2. HYBRID POLYMER-MATRIX COMPOSITE, according to claim 1, characterized in that the polymer matrix is selected from polyethylene (PE), polypropylene (PP), ethyl vinyl acetate (EVA), polyester (PES) or thermoplastic polyurethane (TPU).

3. HYBRID POLYMER-MATRIX COMPOSITE, according to claim 1, characterized in that the cellulosic fiber is selected from wood, cane, coconut, jute and bamboo fibers.

4. A hybrid polymer-matrix COMPOSITE characterized by the fact that cellulosic fiber and synthetic fiber are mixed with the polymer matrix during the extrusion process.

Description

DETAILED DESCRIPTION OF THE INVENTION

[0020] The hybrid polymer-matrix composite, object of the present invention patent, comprises a polymer matrix in which is associated between 10.0 to 45.0% w/w of cellulosic fiber, between 5.0 to 40.0% w/w of synthetic fiber and compatibilizing additives to promote the interface between the reinforcing fibers (synthetic and natural) and the polymer matrix, in order to enhance the performance properties of the product, optimizing the performance of the final product, without losing the recycling property.

[0021] The polymer matrix is selected from polyethylene (PE), polypropylene (PP), ethyl vinyl acetate (EVA), polyester (PES) or thermoplastic polyurethane (TPU).

[0022] The cellulosic fiber has a fiber length of up to 3 mm and a maximum moisture content of 5%, and is preferably selected from wood, cane, coconut, jute and bamboo fibers.

[0023] The synthetic fibers are selected from glass fiber, carbon fiber or aramid fiber, with a length of up to 4 mm, adding considerably greater thermal and mechanical resistance to the product where it will be applied, as this type of fiber is more rigid and structured than the natural fiber.

[0024] The length of the incorporated fibers allows the possibility of dosing in the extruder feeders, without causing agglomeration.

[0025] The method of processing the hybrid polymer-matrix composite comprises the incorporation of the cellulosic fiber and the incorporation of the synthetic fiber in a specific feeder of a double-screw extruder. Thus, unlike state-of-the-art composites in which the reinforcing fillers are mixed with the polymer matrix prior to extrusion, in the method described in the present invention, the reinforcing fibers are added to the feeders in a specific concentration and size, due to the geometry of the transport screw, ensuring proper dispersion of the fiber for encapsulation by the polymer matrix and shear adjustment, in order to optimize interfacial interactions, with the shear adjustment being performed at the time of extrusion and not at the time of fiber dosing.
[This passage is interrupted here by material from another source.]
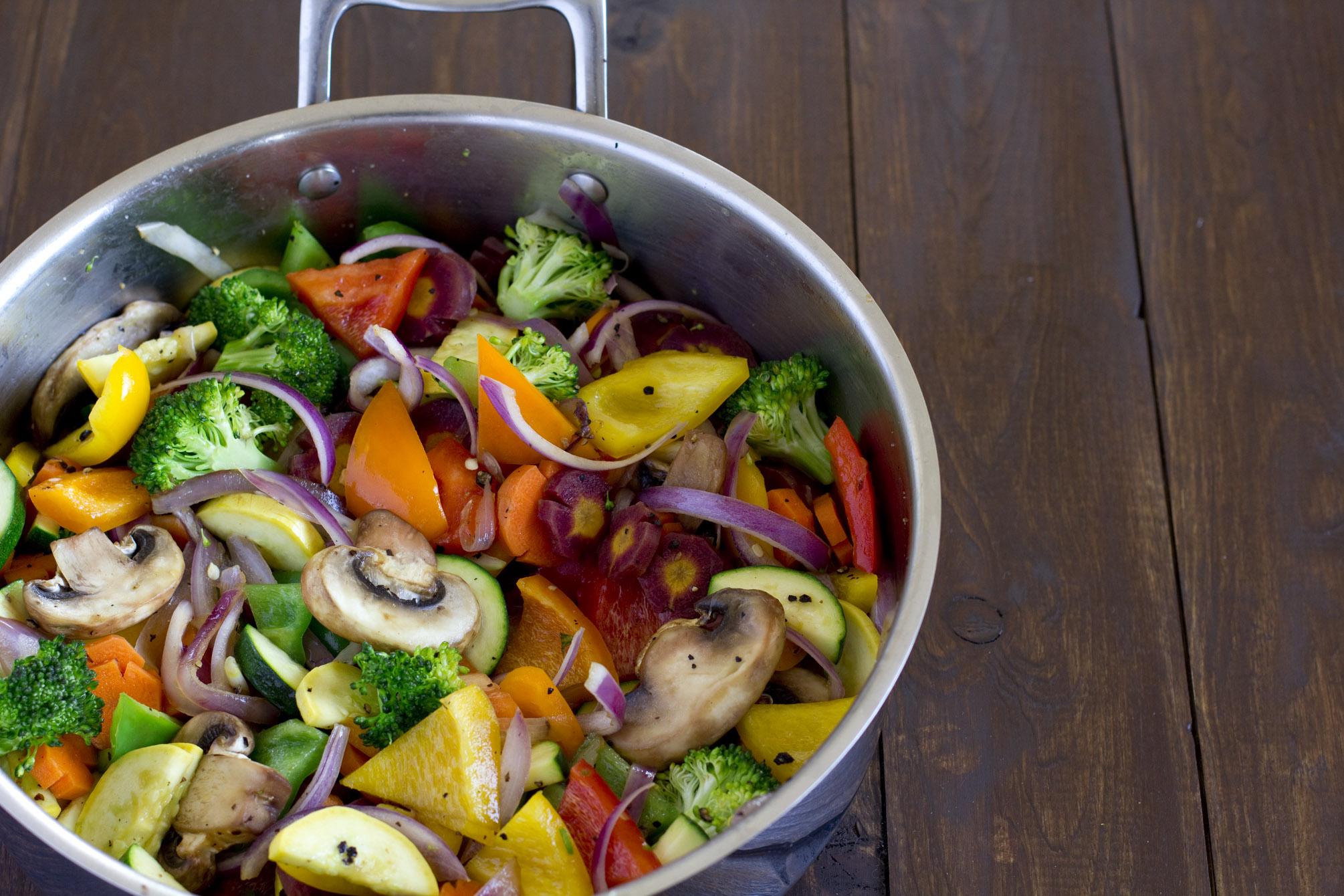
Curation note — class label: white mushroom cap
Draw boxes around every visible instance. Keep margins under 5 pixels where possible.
[23,526,187,638]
[0026] Mechanical and thermal tests were carried out with extruded parts using composite A (45.0% w/w of cellulosic fiber), composite B (40.0% w/w of cellulosic fiber and 10.0% w/w of synthetic fiber), composite C (30.0% w/w of cellulosic fiber and 20.0% w/w of synthetic fiber) and composite D (20.0% w/w of cellulosic fiber and 30.0% w/w of synthetic fiber), with the results shown in Table 1.

TABLE-US-00001 TABLE 1 mechanical and thermal tests Test Composite A Composite B Composite C Composite D Density (g/cm.sup.3) 1.06 to 1.10 1.10 to 1.14 1.14 to 1.18 1.18 to 1.22 HDT L (° C.) >110 >125 >135 >140 HDTT (° C.) >90 >105 >115 >120 Vicat (° C.) >115 >125 >130 >135 Modulus of elasticity under bending L (Mpa) >3200 >3500 >4500 >6500 Modulus of elasticity under bending T (Mpa) >2000 >2200 >2800 >3000 Flexural strength L (MPa) >45 >65 >80 >120 Flexural strength T (Mpa) >35 >45 >55 >60 Tensile strength L (MPa) >20 >30 >40 >60 Tensile strength L (Mpa) >15 >20 >30 >35

[0027] Molding tests were carried out with the extruded plates using composite C, in traditional molding equipment, having a good moldability, presenting a conformation result, format copying and dimensional stability quite satisfactory.